Tale for the Mirror by Hortense Calisher

Tale for the Mirror by Hortense Calisher

Author:Hortense Calisher [Calisher, Hortense]
Language: eng
Format: epub
ISBN: 9781480438927
Publisher: Open Road Media
Published: 1962-01-01T05:00:00+00:00


The Coreopsis Kid

ON AN AFTERNOON LATE in the Indian summer of 1918, on the lawn of the house from which the Elkin family was returning to the city the next day, a garden party was ending, and the talk there was all of the war, which was ending too. But inside the house—in a room called the “music” room because it held chairs in which no one could settle, a piano on which no one played, and a broken guitar slanted in a corner like a stricken figure—the Elkin child, Hester, lay on the floor, wishing that the war would never end and that a little old couple called the Katzes had never come to the party at all.
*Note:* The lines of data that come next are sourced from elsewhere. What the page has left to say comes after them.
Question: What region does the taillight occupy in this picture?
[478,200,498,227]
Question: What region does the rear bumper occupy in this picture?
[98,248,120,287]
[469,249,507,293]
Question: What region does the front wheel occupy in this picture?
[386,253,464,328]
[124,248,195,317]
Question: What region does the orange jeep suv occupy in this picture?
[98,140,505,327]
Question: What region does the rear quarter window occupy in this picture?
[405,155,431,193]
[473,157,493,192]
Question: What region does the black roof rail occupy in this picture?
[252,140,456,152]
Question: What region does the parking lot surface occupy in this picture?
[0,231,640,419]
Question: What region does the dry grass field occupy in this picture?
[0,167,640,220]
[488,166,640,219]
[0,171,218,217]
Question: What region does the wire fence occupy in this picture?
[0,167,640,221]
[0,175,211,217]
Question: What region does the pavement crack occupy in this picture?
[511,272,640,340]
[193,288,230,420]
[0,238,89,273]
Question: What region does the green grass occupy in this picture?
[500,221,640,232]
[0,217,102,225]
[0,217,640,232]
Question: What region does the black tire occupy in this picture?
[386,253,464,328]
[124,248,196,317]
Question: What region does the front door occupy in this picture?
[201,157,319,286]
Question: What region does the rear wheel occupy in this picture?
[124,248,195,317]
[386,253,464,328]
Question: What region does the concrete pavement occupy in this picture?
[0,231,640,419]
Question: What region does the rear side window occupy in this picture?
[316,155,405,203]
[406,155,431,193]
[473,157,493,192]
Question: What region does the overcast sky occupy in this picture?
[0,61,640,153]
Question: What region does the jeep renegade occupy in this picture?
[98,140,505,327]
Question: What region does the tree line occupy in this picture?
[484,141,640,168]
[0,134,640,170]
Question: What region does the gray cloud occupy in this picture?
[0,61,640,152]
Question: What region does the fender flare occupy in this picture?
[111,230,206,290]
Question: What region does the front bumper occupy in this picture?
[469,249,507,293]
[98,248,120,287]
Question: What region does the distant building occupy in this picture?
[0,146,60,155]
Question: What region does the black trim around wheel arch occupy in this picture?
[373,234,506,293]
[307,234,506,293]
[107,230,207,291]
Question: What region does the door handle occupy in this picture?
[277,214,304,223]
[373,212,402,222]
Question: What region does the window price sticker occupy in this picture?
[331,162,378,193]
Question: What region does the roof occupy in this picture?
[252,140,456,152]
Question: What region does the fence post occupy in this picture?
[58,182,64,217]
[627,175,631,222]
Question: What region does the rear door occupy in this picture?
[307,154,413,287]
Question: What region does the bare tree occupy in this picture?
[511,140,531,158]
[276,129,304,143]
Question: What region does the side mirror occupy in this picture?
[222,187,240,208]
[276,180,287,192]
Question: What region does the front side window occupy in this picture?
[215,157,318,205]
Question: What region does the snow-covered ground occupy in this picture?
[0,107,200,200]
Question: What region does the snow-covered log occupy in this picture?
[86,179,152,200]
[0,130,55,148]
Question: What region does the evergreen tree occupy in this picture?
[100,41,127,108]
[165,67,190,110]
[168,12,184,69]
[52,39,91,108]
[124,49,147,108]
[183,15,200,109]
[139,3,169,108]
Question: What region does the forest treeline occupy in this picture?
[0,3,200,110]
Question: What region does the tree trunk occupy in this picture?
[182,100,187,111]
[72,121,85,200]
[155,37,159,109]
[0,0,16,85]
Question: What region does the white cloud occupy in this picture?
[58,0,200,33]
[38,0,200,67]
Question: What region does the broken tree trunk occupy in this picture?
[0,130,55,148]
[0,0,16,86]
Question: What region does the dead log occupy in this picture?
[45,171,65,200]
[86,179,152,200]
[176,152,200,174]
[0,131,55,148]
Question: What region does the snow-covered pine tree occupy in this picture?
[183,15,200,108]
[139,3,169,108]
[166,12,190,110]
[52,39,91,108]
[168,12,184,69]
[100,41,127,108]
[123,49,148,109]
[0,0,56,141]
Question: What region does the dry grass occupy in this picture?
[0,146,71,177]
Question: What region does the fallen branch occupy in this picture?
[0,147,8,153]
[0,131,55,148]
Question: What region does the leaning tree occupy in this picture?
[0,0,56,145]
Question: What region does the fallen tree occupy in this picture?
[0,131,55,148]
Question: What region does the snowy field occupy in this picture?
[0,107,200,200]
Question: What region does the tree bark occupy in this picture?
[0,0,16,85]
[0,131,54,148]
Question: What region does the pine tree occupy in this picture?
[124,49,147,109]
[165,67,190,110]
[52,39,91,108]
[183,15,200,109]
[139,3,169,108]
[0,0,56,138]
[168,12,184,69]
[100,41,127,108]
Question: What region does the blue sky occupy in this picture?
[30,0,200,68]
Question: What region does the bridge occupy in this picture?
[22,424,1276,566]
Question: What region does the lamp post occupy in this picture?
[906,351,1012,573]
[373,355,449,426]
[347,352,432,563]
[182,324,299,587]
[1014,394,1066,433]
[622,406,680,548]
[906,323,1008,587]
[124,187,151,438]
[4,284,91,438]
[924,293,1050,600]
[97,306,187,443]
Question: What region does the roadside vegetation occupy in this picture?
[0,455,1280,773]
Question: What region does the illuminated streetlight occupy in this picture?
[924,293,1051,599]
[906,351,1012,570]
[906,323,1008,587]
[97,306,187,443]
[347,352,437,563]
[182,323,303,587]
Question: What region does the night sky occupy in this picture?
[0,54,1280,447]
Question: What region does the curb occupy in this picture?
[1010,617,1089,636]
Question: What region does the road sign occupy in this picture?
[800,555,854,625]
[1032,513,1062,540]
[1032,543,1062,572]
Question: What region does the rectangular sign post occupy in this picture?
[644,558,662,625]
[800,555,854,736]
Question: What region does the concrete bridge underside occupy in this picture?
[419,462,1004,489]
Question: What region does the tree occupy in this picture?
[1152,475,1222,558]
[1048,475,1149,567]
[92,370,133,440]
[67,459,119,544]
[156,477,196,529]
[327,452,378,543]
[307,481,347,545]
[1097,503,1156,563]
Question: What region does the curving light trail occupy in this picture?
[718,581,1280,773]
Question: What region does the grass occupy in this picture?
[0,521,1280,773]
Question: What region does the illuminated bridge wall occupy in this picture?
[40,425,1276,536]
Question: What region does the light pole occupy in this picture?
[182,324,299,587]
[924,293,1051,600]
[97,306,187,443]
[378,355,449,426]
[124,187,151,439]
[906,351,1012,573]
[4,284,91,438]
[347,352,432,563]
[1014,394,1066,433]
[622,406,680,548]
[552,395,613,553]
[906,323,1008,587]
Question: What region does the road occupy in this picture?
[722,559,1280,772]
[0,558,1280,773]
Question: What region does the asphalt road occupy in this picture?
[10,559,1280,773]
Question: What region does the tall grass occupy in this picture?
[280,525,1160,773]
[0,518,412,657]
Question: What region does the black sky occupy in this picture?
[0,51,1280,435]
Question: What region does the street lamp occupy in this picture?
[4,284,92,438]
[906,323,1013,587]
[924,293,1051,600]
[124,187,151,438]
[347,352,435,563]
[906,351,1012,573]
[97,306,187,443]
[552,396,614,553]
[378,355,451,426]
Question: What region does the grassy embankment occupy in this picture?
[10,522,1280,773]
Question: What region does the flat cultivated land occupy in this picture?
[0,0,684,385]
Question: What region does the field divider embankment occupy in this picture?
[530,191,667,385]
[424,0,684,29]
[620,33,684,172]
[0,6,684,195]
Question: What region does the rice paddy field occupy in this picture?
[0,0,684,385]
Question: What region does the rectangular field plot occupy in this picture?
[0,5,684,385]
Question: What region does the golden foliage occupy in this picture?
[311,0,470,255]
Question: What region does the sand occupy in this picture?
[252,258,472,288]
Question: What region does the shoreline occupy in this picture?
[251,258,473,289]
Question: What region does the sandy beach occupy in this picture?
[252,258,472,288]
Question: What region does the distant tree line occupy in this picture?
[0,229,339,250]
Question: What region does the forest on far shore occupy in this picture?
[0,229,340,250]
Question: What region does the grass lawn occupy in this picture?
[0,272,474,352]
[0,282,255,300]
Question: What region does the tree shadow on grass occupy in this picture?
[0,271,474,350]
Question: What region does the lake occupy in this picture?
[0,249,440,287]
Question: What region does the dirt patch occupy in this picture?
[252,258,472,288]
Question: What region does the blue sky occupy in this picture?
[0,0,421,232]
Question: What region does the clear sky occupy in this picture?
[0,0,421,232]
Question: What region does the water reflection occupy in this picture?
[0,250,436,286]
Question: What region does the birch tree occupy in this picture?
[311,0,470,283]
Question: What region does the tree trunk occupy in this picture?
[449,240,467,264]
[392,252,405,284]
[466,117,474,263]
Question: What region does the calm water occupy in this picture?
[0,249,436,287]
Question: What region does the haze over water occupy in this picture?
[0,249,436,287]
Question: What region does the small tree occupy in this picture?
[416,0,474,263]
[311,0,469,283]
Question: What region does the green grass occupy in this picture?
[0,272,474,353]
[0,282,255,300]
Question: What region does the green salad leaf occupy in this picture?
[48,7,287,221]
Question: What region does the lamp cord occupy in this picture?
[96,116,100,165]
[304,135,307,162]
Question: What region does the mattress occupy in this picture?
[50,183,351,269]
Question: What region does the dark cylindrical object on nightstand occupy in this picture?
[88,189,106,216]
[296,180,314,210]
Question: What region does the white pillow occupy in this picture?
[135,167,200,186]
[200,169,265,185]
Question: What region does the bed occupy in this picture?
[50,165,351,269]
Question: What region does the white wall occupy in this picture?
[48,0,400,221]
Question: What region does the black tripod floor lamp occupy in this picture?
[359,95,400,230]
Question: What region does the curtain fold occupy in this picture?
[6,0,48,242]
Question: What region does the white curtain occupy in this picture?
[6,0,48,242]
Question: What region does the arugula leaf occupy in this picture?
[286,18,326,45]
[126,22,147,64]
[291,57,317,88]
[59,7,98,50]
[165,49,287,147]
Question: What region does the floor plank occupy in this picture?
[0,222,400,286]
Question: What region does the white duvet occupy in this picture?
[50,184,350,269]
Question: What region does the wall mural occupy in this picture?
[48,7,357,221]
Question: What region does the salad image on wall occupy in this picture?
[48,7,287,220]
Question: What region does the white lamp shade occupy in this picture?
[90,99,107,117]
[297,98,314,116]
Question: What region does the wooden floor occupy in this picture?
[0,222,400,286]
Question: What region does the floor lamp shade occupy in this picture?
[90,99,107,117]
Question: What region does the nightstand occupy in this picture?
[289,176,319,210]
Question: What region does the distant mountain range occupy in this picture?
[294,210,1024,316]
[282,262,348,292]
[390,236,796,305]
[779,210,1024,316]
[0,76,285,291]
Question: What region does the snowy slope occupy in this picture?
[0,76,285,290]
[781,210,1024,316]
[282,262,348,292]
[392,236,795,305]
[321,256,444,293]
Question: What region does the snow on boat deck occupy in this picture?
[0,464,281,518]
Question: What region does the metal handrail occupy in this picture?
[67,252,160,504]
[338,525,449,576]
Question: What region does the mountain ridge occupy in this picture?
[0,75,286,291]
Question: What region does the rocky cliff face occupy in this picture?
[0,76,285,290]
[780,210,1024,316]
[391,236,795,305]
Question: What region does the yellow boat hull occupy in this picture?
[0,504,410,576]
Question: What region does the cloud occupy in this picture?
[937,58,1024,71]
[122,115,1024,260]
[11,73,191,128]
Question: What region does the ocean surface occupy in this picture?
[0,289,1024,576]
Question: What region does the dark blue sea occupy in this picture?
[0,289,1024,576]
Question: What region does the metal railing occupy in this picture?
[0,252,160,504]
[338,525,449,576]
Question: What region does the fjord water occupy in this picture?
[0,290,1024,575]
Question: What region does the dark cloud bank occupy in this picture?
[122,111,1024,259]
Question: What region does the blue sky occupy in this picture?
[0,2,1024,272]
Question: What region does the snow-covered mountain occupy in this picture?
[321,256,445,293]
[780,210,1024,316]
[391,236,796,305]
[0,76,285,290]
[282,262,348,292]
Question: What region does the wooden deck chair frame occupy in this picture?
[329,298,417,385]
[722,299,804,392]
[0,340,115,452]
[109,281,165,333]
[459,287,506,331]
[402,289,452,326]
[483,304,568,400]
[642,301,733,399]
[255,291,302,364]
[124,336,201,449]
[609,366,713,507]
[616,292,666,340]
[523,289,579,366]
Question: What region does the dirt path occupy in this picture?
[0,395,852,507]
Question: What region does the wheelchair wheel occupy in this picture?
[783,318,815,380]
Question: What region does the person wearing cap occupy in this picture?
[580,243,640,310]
Outside, in the pink, operatic light, all the town guests, most of them Mr. Elkin’s elderly retainers, had just gone, looking almost rakish out of their city serge, in the foulards, pongees, and sere straws they had thought proper to the occasion. Her father, who was the head of the family and of the business which supported it, attracted retainers—as her mother often said—as if he were royalty. Even when they were no kin and useless to the point of impossibility, like old Mr. Katz, they swam knowingly toward him out of the sea of incompetents, and he kept them on, out of sympathy, some vanity, and an utter lack of the executive violence necessary to have off with their heads.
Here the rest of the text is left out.